Most models struggled to render convincing hands and only Ideogram and Freepik definitively managed one hand in pocket and one on the piano (Imagen, Dream Machine and iStock all put one hand out of view).
iStock veered closest to national stereotype, with an unconvincing sombrero. Firefly was at the other end of spectrum, with nothing about the subject suggesting a Mexican heritage.
It’s ultimately another win for Freepik, as Ideogram lets itself down with the rendering of the piano keys and some very localised smoke (someone call the fire brigade!)
Winner: Freepik🥇
Conclusions
Midjourney is no longer out in front. Dream Machine, Freepik, Ideogram and Recraft are all producing high quality images, with strong prompt adherence and decent text rendering.

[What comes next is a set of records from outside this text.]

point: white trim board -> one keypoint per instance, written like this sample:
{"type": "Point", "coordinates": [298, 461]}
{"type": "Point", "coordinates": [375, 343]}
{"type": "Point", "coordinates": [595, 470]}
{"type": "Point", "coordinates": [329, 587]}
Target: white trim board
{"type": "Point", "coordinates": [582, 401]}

As with text and video, open-source image generators have come on leaps and bounds, with FLUX.1 [dev] (accessible via Freepik) the current poster child.
There’s still a quality gap between models trained on licensed material (iStock & Firefly) and those that haven’t for most output types.
DALL·E 3 (released over a year ago) is now some way off the pace. If you want to generate photorealistic images or images with text in them, you need to stop trying to do it via ChatGPT/Copilot and head to a dedicated AI image generator.
If you’re after a free generator for light use then Freepik is a good option. It’s fast, easy to use with good prompt adherence and a decent range of features.
If you’re willing to pay, then Ideogram or Recraft are both worthy alternatives to Midjourney. If you want to generate images with text in them then go for Ideogram. If you want to create custom styles or SVGs, go for Recraft. If you want to generate consistent characters, go with Midjourney or Freepik.